Gratified to meet you, sir;
I trust God keeps you well:
I doff my cap to you, sir;
A brass-topped tortoise shell.
In God’s armour I am dressed, sir;
I think it suits me fine:
My surcoat to the neck, sir;
My medals proudly shine.
There’s one for a gun that can shoot a whale,
One for a train on metallic rails,
One for a balance tipped by a spring,
One for a carriage fit for a king,
One from a duke and one from a queen,
One for a magnificent flying machine,
One for a High Level Bridge o’er the Tyne,
And one for the praise that should have been mine.
You’ve been kind to lend an ear, sir;
Buy this pamphlet if you please:
To keep the wolves at bay, sir;
And melt winter’s cruel freeze.
Some have judged me mockingly;
There is laughter in their eyes:
But I am genuinely honoured, sir;
For these medals tell no lies.
There’s one for curing wood of its dry rot thirst,
One to show my fan ventilator was first,
One for a prophet and critic also,
One for a poet and his natural flow,
One for canals cut with flawless ease,
And one for a unique mind, if you please;
One for putting out fires at sea,
And one for the staggering genius in me.
But does a man need medals like a jockey needs a horse,
Like a mountain needs foundations, like a river needs its course,
Like a planet needs an orbit, like a lion needs its pride,
Or does it simply signify there’s nothing left inside?
For there’s more to searching than searching alone,
More to a king than a crown or throne,
More to a dog than chasing a bone,
And more to me than these medals alone.
There’s one for the left breast, one for the right,
One for my wisdom’s guiding light,
One of silver and one of gold,
One for each philosophy told,
One for each step of progress made,
One for ideas that never made the grade,
One for the learning by which snakes shall fall,
For I am the wisest man of them all.
© 2017 Whippet Records
Copyright Control MCPS/PRS
William was a great reader but his writings, like his brother Jonathan’s, tended to be ungrammatical.
"You see gentlemen I am not a learned Man;
my grammar bad, my spelling the same;
yet nevertheless my God doth cause
my pen to go with a heavenly flame.”
In his latter years, throughout the 1840s, William was a very conspicuous figure on the streets of Newcastle, where he would parade continually, dressed in an eccentric and peculiar manner, hawking his various pamphlets to passers-by.
William Bell Scott, poet, artist and master of the School of Design in Newcastle, described a chance meeting with William Martin, on the streets of Newcastle in the 1840's.
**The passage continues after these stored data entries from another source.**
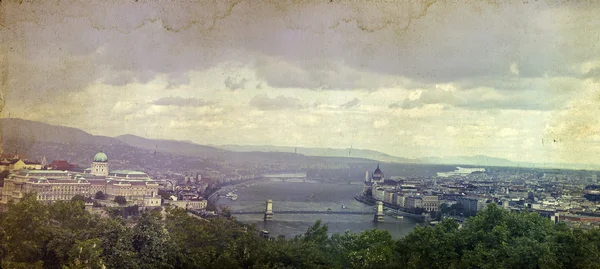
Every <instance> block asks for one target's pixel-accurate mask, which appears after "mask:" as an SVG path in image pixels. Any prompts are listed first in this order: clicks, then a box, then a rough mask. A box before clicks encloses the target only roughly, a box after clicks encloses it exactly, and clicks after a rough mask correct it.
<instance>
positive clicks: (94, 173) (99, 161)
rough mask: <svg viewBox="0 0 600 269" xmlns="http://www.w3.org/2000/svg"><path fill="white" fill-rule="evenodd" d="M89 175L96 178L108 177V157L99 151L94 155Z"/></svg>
mask: <svg viewBox="0 0 600 269" xmlns="http://www.w3.org/2000/svg"><path fill="white" fill-rule="evenodd" d="M91 174H93V175H97V176H108V157H107V156H106V154H105V153H104V152H102V151H100V152H98V153H96V155H94V162H92V171H91Z"/></svg>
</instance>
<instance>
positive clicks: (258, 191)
mask: <svg viewBox="0 0 600 269" xmlns="http://www.w3.org/2000/svg"><path fill="white" fill-rule="evenodd" d="M359 183H360V182H357V184H325V183H317V182H310V181H309V182H303V181H302V180H294V179H292V180H290V179H288V180H286V181H285V182H282V181H280V180H279V179H274V178H271V179H265V180H261V181H257V182H255V183H254V184H253V185H252V186H248V187H238V188H237V191H236V192H235V193H236V194H237V195H238V199H237V200H236V201H232V200H230V199H227V198H225V197H222V198H221V199H219V201H218V204H219V206H227V207H229V208H230V209H231V210H232V211H233V212H236V211H246V212H248V211H261V212H264V210H265V202H266V200H268V199H271V200H273V211H275V215H274V220H272V221H267V222H265V221H263V215H262V214H249V215H236V214H234V216H235V217H236V218H237V219H238V220H240V221H242V222H245V223H251V224H255V225H256V226H257V228H260V229H266V230H268V231H269V232H270V234H271V235H272V236H278V235H284V236H285V237H286V238H290V237H293V236H294V235H298V234H302V233H305V232H306V230H307V229H308V227H310V226H312V225H314V223H315V221H317V220H319V219H321V220H322V222H323V223H326V224H327V225H328V227H329V233H330V234H332V233H344V232H345V231H346V230H349V231H350V232H357V233H358V232H362V231H364V230H367V229H381V230H387V231H389V232H390V233H391V235H392V237H393V238H395V239H398V238H402V237H403V236H404V235H406V234H407V233H410V232H411V231H412V230H413V229H414V227H415V224H416V222H415V221H413V220H411V219H408V218H404V219H396V218H394V217H390V216H385V219H384V222H383V223H375V222H373V215H372V214H370V215H343V214H329V215H328V214H279V215H278V214H277V211H298V210H299V211H309V210H310V211H326V210H328V209H329V208H330V209H331V210H332V211H343V210H348V211H371V212H372V211H373V208H374V207H373V206H369V205H365V204H363V203H360V202H358V201H356V200H355V199H354V196H355V195H356V194H357V193H359V192H360V191H362V183H360V184H359ZM342 205H345V206H346V209H342Z"/></svg>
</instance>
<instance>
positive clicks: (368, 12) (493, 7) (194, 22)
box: [0, 0, 600, 164]
mask: <svg viewBox="0 0 600 269" xmlns="http://www.w3.org/2000/svg"><path fill="white" fill-rule="evenodd" d="M35 2H37V3H34V2H33V1H2V2H1V3H0V89H1V91H0V94H1V96H0V97H1V98H2V106H3V107H2V108H3V109H2V111H1V112H0V117H13V118H23V119H29V120H35V121H41V122H46V123H50V124H56V125H63V126H69V127H76V128H79V129H82V130H84V131H87V132H90V133H92V134H96V135H107V136H117V135H122V134H133V135H138V136H143V137H148V138H157V139H176V140H190V141H193V142H196V143H199V144H210V145H222V144H238V145H279V146H298V147H302V146H304V147H330V148H349V147H353V148H361V149H372V150H377V151H381V152H385V153H388V154H392V155H396V156H401V157H408V158H416V157H426V156H465V155H469V156H470V155H479V154H484V155H488V156H494V157H501V158H507V159H511V160H514V161H529V162H547V163H548V162H555V163H556V162H560V163H590V164H600V116H599V115H600V113H598V112H600V45H599V43H600V17H599V16H597V14H600V4H597V3H594V2H595V1H583V0H582V1H558V0H556V1H548V2H545V1H534V0H527V1H383V0H382V1H368V2H367V1H351V0H348V1H339V0H318V1H316V0H315V1H283V0H281V1H280V0H277V1H275V0H273V1H226V0H216V1H172V2H170V1H143V0H139V1H133V0H132V1H103V3H91V2H90V1H80V2H78V1H42V2H40V1H35ZM92 2H95V1H92ZM506 2H510V3H506Z"/></svg>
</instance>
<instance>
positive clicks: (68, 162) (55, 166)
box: [43, 160, 77, 170]
mask: <svg viewBox="0 0 600 269" xmlns="http://www.w3.org/2000/svg"><path fill="white" fill-rule="evenodd" d="M43 167H44V168H45V169H51V170H71V169H73V168H77V165H74V164H70V163H69V162H67V161H65V160H54V161H52V162H51V163H50V164H48V165H47V166H43Z"/></svg>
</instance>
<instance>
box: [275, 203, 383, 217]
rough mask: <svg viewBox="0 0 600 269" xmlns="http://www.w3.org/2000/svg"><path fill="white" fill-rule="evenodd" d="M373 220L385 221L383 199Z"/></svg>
mask: <svg viewBox="0 0 600 269" xmlns="http://www.w3.org/2000/svg"><path fill="white" fill-rule="evenodd" d="M265 216H266V215H265ZM373 220H374V221H375V222H383V203H382V202H381V201H377V213H375V216H374V217H373Z"/></svg>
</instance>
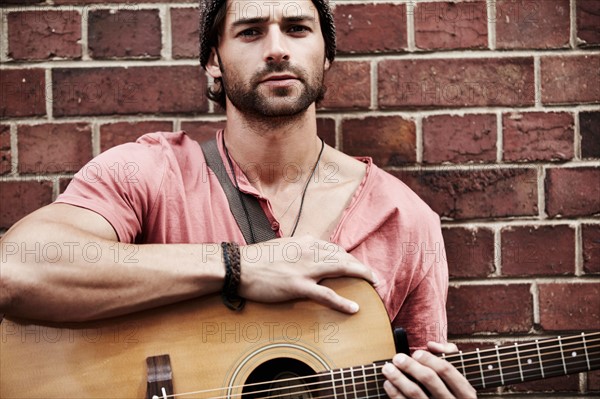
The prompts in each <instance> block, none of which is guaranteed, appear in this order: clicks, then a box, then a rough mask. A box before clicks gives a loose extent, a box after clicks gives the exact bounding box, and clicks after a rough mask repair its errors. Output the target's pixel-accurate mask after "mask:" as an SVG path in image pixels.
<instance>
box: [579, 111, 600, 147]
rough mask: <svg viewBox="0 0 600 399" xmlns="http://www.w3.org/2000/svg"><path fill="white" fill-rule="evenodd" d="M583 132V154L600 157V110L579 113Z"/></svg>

William, at the time in his 70's, was nearing the end of an extraordinary career which had seen him budding as a philosopher, a poet and an inventor. As Bell Scott testifies, William was wearing on his head a tortoise shell and the breast of his overcoat was festooned with a great many 'military' medals, most of them apparently presented to him as a joke by Newcastle's Quayside clerks and regarded by William as genuine. In fact, William had become the subject of great ridicule. Who indeed would have believed that a quiet and innocent place such as Tow-house, near Bardon Mill, Northumberland, could have spawned one of Tyneside's greatest characters?